Advances in data capture has resulted in the proliferation in the types of reporting platforms available for the fishing industry to report to the Government and third parties resulting in duplication of processes, collection of multiple data sets, and a requirement for fishing boats to operate multiple systems to meet their reporting requirements. It is estimated for licensing systems alone around four times the necessary spend to create a national system has been expended or will be expended within the next few years. Coupled with an increased drive for fishers to participate in traceability schemes a new data architecture is required to enable access to data that links currently disparate data sets and in particular creating a unique event linking identifier.
To support the changing needs there is a need to develop a design for a fisheries data architecture which:
• allows for the linkage or integration of currently disparate data
• allows for multiple methods of data transfer
• is adaptable to changing needs allowing for future expansion and changes to data sets and collection methodology
• supports sharing of data with third parties in real time.
While single integrated box solutions initially appear an attractive solution for solving this problem, they limit the ability to adapt quickly to changing needs and reduce long term market competition. There is a need to develop a data architecture that allows for future adaptation and provides industry flexibility to choose equipment they employ on their boats. The key aspect is linking a wide range of data, collected from different sources to a single event and sharing this data quickly across different platforms and for different purposes.
Consistent with the recommendation from “accelerating precision agriculture to decision agriculture” report it offers an opportunity to demonstrate benefits of digital initiatives.

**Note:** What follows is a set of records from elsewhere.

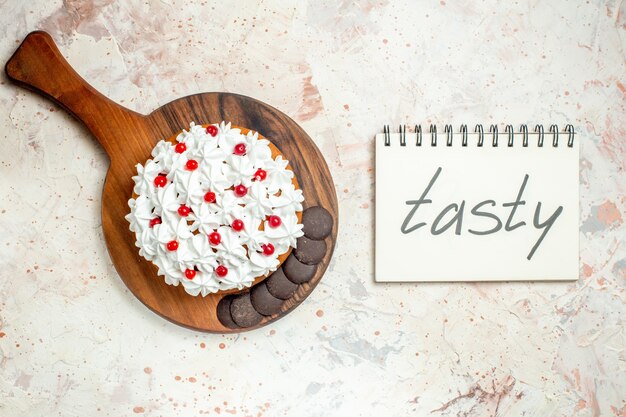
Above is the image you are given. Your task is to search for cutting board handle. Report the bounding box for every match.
[5,31,145,157]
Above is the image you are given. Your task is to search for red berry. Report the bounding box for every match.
[234,184,248,197]
[178,204,191,217]
[268,215,282,228]
[215,265,228,277]
[254,168,267,181]
[261,243,274,256]
[154,174,167,187]
[185,269,196,279]
[233,143,246,155]
[206,125,217,136]
[209,232,222,246]
[204,191,215,203]
[174,142,187,153]
[231,219,243,232]
[185,159,198,171]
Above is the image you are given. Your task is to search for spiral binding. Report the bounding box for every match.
[383,124,576,148]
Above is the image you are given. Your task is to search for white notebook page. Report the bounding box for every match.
[375,133,579,282]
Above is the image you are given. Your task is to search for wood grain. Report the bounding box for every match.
[5,32,338,333]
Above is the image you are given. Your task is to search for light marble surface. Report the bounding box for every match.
[0,0,626,417]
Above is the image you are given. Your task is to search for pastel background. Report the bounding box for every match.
[0,0,626,417]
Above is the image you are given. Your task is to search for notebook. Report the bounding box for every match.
[375,125,579,282]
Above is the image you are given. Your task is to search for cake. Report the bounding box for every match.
[126,122,304,296]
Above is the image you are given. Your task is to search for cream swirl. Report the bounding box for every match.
[126,122,303,296]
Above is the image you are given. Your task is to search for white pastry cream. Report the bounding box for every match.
[126,122,304,296]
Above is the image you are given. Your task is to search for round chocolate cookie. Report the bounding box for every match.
[250,282,283,316]
[283,255,317,284]
[230,292,263,327]
[302,206,333,240]
[293,236,326,265]
[217,295,239,329]
[263,268,298,300]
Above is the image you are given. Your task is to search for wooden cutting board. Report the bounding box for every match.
[6,31,338,333]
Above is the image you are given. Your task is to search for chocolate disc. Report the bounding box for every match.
[263,268,298,300]
[217,295,239,329]
[283,255,317,284]
[250,282,283,316]
[302,206,333,240]
[293,236,326,265]
[230,292,263,327]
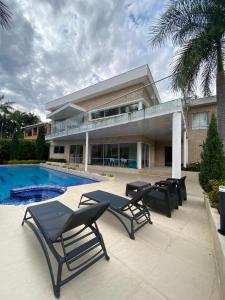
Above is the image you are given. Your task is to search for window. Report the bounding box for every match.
[91,103,141,120]
[54,146,65,153]
[192,112,209,129]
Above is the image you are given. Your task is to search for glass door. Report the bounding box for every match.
[70,145,83,164]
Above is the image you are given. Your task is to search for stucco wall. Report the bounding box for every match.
[187,104,216,163]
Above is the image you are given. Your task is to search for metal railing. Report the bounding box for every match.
[46,99,182,140]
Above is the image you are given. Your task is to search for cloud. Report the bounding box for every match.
[0,0,179,116]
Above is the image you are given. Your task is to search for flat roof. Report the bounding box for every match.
[45,64,161,110]
[190,96,217,107]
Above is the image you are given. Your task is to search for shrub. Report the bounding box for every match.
[199,114,225,192]
[8,159,43,165]
[208,179,225,209]
[48,158,66,163]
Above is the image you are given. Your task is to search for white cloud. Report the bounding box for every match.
[0,0,183,117]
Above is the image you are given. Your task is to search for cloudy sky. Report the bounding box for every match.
[0,0,178,120]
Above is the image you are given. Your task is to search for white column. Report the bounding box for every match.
[172,112,181,178]
[84,132,88,172]
[137,142,142,169]
[138,101,143,110]
[148,144,152,168]
[183,130,187,168]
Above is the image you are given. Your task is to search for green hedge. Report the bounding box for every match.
[182,162,200,172]
[208,179,225,209]
[8,159,43,165]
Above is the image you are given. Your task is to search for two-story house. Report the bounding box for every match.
[46,65,188,177]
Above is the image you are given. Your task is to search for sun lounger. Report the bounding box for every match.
[22,201,109,298]
[79,189,152,239]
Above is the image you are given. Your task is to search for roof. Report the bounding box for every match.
[46,65,161,110]
[21,122,48,129]
[190,96,217,107]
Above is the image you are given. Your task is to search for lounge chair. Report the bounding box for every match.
[79,189,152,239]
[143,181,178,218]
[22,201,109,298]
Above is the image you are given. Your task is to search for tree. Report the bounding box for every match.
[0,1,11,29]
[150,0,225,150]
[10,131,19,160]
[199,114,225,191]
[36,126,46,160]
[0,95,15,139]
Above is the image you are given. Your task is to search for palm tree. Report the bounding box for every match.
[0,95,15,139]
[0,1,11,29]
[150,0,225,150]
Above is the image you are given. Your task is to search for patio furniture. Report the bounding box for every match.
[79,190,152,239]
[143,183,178,218]
[125,181,151,196]
[22,201,109,298]
[166,176,187,205]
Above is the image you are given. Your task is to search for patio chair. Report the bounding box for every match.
[166,176,187,205]
[78,187,152,240]
[143,182,178,218]
[22,201,109,298]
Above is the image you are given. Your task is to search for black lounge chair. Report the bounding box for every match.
[166,176,187,205]
[22,201,109,298]
[78,189,152,240]
[143,181,179,218]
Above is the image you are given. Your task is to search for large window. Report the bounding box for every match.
[70,145,83,164]
[192,112,209,129]
[91,143,137,168]
[91,103,141,120]
[54,146,65,154]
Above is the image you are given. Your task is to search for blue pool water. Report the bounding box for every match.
[0,165,96,204]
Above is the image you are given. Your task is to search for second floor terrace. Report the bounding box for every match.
[46,99,186,140]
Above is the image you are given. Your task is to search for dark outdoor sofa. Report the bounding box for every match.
[166,176,187,205]
[143,181,179,218]
[79,187,152,239]
[22,201,109,298]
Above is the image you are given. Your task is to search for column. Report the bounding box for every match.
[172,112,181,178]
[183,130,187,168]
[137,142,142,169]
[84,132,88,172]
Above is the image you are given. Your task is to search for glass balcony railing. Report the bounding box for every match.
[46,99,182,140]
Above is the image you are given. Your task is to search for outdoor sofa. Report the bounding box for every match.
[22,201,109,298]
[143,181,179,218]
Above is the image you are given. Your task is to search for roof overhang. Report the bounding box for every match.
[46,65,161,111]
[47,103,85,121]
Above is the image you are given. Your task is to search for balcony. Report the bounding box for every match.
[46,99,182,140]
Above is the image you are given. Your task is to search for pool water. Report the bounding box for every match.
[0,165,96,204]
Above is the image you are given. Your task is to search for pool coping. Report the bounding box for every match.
[39,163,114,182]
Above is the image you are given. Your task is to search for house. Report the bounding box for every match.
[21,122,50,140]
[46,65,216,177]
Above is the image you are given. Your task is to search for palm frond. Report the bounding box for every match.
[0,1,11,29]
[149,0,205,47]
[201,52,216,96]
[172,33,215,93]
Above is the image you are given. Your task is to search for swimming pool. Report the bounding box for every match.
[0,165,96,204]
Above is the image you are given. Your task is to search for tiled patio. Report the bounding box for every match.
[0,174,222,300]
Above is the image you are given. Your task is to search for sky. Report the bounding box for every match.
[0,0,178,120]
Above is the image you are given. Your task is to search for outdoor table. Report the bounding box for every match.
[126,181,151,196]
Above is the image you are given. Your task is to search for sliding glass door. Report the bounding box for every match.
[142,144,149,168]
[70,145,83,164]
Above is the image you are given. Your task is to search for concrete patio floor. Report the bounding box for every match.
[0,174,222,300]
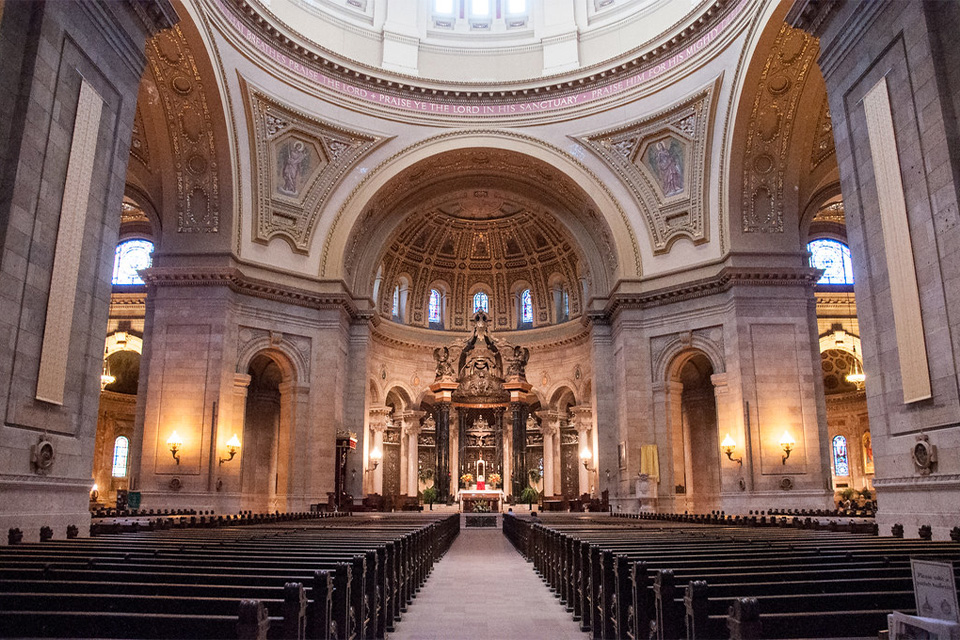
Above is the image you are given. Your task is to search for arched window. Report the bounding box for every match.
[833,436,850,476]
[112,436,130,478]
[807,238,853,284]
[520,289,533,324]
[427,289,443,329]
[473,291,490,313]
[113,240,153,284]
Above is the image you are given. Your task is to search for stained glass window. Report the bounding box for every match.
[113,240,153,284]
[473,291,490,313]
[520,289,533,324]
[427,289,441,324]
[833,436,850,476]
[470,0,490,17]
[113,436,130,478]
[807,238,853,284]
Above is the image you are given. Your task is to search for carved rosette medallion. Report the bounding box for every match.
[145,26,220,233]
[244,83,386,254]
[742,25,816,233]
[576,78,719,254]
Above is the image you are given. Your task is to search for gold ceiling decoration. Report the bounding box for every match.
[742,25,817,233]
[244,82,388,254]
[575,78,720,253]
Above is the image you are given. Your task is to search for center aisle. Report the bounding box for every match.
[390,529,589,640]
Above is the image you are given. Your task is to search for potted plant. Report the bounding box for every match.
[520,487,540,509]
[423,487,440,511]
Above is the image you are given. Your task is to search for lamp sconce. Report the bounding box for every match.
[720,433,743,467]
[167,431,183,464]
[580,447,596,471]
[368,447,383,471]
[220,434,240,464]
[780,431,797,464]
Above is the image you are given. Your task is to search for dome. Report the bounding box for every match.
[353,149,608,331]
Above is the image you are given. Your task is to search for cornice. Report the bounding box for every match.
[873,473,960,491]
[210,0,736,105]
[127,0,180,36]
[785,0,843,38]
[602,267,820,318]
[141,267,369,320]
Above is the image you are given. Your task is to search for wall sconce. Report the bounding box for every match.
[167,431,183,464]
[580,447,596,471]
[780,431,797,464]
[720,433,743,467]
[369,447,383,471]
[220,434,240,464]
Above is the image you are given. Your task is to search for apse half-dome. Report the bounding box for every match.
[375,185,584,331]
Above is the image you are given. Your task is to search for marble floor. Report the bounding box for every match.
[390,529,589,640]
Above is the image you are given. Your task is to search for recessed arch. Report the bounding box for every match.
[320,130,641,297]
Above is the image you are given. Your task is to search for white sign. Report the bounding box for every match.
[910,558,960,622]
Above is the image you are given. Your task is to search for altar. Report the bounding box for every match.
[457,489,503,513]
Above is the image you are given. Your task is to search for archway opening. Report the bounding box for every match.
[674,351,720,513]
[240,354,283,511]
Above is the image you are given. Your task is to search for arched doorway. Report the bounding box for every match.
[671,350,720,513]
[240,353,283,511]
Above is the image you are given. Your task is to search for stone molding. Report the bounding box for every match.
[599,267,820,320]
[873,473,960,491]
[240,78,389,255]
[216,0,744,105]
[741,24,817,233]
[141,267,364,319]
[571,75,722,255]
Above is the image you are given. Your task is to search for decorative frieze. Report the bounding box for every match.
[244,83,386,253]
[741,25,817,233]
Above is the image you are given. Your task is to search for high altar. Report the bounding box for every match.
[430,311,531,504]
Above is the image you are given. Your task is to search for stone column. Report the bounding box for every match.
[539,411,560,498]
[271,380,310,511]
[503,402,527,498]
[225,373,251,492]
[400,411,427,498]
[570,405,597,495]
[435,402,450,502]
[363,405,392,495]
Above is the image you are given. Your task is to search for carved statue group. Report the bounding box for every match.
[433,311,530,400]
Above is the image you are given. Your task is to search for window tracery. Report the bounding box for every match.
[473,291,490,313]
[833,436,850,476]
[807,238,853,284]
[112,240,153,284]
[111,436,130,478]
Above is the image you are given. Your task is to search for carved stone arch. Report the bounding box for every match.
[367,378,385,404]
[653,334,727,382]
[138,10,234,238]
[383,380,417,411]
[330,130,641,295]
[544,380,580,409]
[573,75,722,255]
[237,334,310,385]
[724,4,823,244]
[800,178,847,244]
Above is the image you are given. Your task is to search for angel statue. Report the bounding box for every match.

1. Linked data – Data sets are inherently linked in a way that allows ease of use.
2. Modern data sharing – Data sets should be exposed to external users through an easy to maintain and minimal touch solution such as application programming interfaces (APIs).
3. Ensure data integrity – Data is clean and validated with minimal errors. Data is stored according to predefined elements maintained in an agency or industry wide taxonomy.
4. Standardised data collection – Data is received in a uniform approach. Care is taken to not duplicate data where it is unnecessary to do so.
5. System capability fit for purpose – Implemented systems directly support various business outcomes of fisheries stakeholders.